Recalling the Integral Fast Reactor (IFR) passive safety experiments
I got notified via a Google Alert on “small nuclear power plants” about a post on a blog that I had not previously visited. The post was titled The Environmentalists Nuclear Debate (2) Mark Lynas.
The post provided a link to a very interesting article by Mark Lynas in the New Republic titled How nuclear power can save the planet that I highly recommend reading. (I just checked out the comments thread on that article, it looks like some of the regular contributors to discussions here have already beaten me to the punch. Great to be involved with such an aggressive group of thinkers!)
Since Polly Higgins, the blogger at The Lazy Environmentalist stated that she could not respond to the technical aspects of Lynas’s description of the IFR, she posted the commentary of someone she claimed was an expert in the field – someone named Paul Brown, the author of a book titled Voodoo Economics and the Doomed Nuclear Renaissance. . According to Mr. Brown, the IFR never existed and “fast breeders only worked on small scale dustbin size projects”.
I could not let that go without comment, so I posted the following:
Your chosen “expert” leaves much to be desired with regard to his factual knowledge of the Integral Fast Reactor that operated in the United States until the mid 1990s when it was shut down as part of a full scale attack on all things nuclear.
Here is a link to an abstract for a very detailed operating history of the IFR, which grew out of the Experimental Breeder Reactor II (EBR-II)
http://cat.inist.fr/?aModele=afficheN&cpsidt=2532990
Here is a quote from the abstract:
“The most dramatic safety tests, conducted on 3 April, 1986, showed that an LMR with metallic fuel could safely accommodate loss of flow or loss of heat-sink without scram. EBR-II operated as the Integral Fast Reactor (IFR) prototypes demonstrating important innovations in safety, plant design, fuel design and actinide recycle.”
Notice – this was not a computer simulation or a model – it was an operating reactor that was put to the test in front of witnesses and cameras.
The system was not terribly large, but it is pretty strange to call something that generates 62.5 MW of thermal energy a “dustbin”. At a conversion efficiency of 33% that plant could have produced enough electricity to supply a fair sized town of about 20,000 people with all of the electricity that they would need. That same quantity of power can comfortably drive a 10,000 ton ship in ocean commerce.
Here is an interesting bit of dialog from a PBS Frontline interview of one of the scientists involved in the program:
Q: Is the IFR still operating?
A: No. The IFR was canceled in the end of September of 1994, two years ago.
Q: Who made that decision?
A: The decision was made in the early weeks of the Clinton administration. It was tempered somewhat in the Department of Energy in that first year. Congress then acted to keep the program alive in that first year. And then in the second year of the Clinton administration, the decision to really reinforce the earlier decisions was made final, and the Administration put a very considerable effort into assuring successfully that the IFR would be canceled.
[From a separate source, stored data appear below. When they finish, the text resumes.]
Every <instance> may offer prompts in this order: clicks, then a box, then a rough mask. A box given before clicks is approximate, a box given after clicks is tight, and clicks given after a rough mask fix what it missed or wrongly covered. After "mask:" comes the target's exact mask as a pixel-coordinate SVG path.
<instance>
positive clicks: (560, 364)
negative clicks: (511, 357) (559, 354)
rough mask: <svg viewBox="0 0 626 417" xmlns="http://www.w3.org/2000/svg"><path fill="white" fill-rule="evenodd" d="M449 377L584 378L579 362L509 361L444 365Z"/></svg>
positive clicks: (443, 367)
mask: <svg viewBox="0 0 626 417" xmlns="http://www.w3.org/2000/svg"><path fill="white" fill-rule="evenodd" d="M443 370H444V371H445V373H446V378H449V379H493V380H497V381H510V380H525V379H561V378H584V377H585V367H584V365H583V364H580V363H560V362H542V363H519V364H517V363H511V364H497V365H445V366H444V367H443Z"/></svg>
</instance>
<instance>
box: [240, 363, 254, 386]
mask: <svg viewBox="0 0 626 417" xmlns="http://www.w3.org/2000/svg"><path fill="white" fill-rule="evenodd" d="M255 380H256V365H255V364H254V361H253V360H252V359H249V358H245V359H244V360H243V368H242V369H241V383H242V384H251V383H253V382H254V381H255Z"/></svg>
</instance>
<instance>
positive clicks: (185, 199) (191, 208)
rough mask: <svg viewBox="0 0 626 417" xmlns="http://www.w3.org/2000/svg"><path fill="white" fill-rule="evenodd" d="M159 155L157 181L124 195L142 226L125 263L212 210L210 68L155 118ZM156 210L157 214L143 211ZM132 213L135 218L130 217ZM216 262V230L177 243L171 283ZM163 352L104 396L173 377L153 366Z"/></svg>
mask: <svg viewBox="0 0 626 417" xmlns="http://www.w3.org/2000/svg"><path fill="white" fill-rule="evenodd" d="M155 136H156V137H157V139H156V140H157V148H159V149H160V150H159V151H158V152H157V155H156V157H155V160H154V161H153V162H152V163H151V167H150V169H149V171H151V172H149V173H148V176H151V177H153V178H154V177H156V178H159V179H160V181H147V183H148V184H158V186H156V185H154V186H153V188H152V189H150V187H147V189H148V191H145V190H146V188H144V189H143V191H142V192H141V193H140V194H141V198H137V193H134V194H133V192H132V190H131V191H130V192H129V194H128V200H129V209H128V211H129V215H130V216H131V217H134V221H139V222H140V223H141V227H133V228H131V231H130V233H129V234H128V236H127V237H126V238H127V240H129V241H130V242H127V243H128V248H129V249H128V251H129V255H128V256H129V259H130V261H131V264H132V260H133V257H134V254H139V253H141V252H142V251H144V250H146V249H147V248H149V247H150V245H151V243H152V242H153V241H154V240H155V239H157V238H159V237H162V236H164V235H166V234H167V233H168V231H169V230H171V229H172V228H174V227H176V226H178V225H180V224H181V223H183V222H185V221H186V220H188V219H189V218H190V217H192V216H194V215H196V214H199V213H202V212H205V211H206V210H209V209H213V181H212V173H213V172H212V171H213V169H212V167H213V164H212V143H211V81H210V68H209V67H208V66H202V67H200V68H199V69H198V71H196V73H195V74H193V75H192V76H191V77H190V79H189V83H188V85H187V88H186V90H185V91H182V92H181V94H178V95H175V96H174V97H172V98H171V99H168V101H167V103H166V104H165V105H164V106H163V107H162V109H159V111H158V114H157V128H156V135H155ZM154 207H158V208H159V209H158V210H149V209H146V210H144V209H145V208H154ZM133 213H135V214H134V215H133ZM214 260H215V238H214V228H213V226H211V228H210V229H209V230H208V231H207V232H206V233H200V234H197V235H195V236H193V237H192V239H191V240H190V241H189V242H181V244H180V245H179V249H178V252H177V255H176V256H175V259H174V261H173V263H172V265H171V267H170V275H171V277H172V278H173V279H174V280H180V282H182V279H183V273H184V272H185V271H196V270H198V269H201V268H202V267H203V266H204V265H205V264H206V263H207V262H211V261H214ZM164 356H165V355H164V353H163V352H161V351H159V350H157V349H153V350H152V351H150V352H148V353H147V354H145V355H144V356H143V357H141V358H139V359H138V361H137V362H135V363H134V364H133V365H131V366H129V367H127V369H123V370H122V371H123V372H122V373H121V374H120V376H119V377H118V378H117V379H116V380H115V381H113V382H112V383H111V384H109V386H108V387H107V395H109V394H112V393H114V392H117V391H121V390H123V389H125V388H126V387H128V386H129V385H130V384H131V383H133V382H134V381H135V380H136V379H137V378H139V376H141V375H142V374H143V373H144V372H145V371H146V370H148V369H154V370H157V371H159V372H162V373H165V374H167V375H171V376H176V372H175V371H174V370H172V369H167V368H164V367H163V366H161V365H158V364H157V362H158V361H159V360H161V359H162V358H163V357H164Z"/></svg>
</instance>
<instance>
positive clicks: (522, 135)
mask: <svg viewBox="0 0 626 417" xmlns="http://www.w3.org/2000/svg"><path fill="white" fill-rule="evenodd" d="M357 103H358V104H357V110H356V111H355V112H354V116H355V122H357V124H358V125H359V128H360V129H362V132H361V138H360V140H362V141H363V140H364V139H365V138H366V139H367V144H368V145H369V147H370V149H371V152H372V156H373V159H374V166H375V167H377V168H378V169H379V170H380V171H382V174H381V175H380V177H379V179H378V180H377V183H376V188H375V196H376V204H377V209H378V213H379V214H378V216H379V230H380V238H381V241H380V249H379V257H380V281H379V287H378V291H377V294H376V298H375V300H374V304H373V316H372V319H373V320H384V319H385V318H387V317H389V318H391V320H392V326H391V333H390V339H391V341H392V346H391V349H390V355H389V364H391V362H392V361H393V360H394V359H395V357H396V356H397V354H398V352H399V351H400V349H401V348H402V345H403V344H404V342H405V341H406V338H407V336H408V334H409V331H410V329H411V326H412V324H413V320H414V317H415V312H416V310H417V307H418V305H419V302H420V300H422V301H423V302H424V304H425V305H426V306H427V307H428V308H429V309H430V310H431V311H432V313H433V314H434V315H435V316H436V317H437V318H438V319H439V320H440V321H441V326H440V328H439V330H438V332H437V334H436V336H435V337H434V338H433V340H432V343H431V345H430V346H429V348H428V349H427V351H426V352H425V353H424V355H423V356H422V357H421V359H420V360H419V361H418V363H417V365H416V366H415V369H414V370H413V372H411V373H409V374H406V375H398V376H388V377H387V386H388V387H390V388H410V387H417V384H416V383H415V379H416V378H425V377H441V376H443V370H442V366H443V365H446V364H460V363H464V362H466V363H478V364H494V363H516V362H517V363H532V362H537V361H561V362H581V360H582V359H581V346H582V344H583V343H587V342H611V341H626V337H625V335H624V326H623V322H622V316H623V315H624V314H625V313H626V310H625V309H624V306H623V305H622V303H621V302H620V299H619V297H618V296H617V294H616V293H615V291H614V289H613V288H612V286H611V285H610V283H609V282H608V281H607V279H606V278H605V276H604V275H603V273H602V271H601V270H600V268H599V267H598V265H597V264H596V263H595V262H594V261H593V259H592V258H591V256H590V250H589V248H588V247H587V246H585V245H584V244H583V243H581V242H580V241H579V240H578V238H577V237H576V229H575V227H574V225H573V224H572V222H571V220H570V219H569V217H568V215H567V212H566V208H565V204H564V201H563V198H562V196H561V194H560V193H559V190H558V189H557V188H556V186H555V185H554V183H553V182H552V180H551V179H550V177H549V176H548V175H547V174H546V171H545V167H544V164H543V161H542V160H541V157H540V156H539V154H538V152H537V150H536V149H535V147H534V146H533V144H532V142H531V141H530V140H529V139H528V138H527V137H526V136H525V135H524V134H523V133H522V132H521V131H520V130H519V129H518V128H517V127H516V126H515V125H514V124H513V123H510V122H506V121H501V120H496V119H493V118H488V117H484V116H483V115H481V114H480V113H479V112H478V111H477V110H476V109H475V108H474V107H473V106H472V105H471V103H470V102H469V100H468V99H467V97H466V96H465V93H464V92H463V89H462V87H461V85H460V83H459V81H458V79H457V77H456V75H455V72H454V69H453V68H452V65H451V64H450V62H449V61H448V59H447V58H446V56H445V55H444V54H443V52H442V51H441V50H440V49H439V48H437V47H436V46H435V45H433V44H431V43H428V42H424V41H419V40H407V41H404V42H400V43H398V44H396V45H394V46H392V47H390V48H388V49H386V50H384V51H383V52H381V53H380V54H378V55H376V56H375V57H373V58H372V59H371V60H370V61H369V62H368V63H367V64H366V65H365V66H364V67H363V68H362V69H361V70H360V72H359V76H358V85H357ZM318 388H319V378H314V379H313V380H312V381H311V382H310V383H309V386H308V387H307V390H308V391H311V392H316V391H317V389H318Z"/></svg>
It might be remembered by a very small group of people that the Clinton Administration chief of staff, a man named Mack McLarty and the Secretary of Energy, Hazel O’Leary both moved from the natural gas industry into politics.
Here is a quote from a 1997 PBS Frontline show titled “The Fixers” about Mac McLarty:
“NARRATOR: Thomas “Mac” McLarty became President Clinton’s chief of staff. He was a genuine “friend of Bill.” But in his life as a businessman there was a potential problem developing, a possible embarrassment. The problem was in Oklahoma. His company, Arkla, had made a fortune in the oil and gas business. As things would turn out, the gas business in Oklahoma is where were about to find the Lums. But we’re getting ahead of the story. It starts back with the oil and gas boom of the 1980s”
Here is a quote from a glowing biography of Ms. O’Leary at her alma mater – Fisk University:
Mrs. O’Leary’s management skills were garnered through 25 years of experience in energy and environmental policy and large project development. She served as President of the natural gas subsidiary of Northern States Power, a diversified utility holding company in Minneapolis, Minnesota. Prior to that, she held the office of Executive Vice President of Corporate Affairs.
People that sell coal, oil and natural gas have a natural competitive reason for disliking nuclear power – especially nuclear power systems like the IFR that answer most of the remaining questions.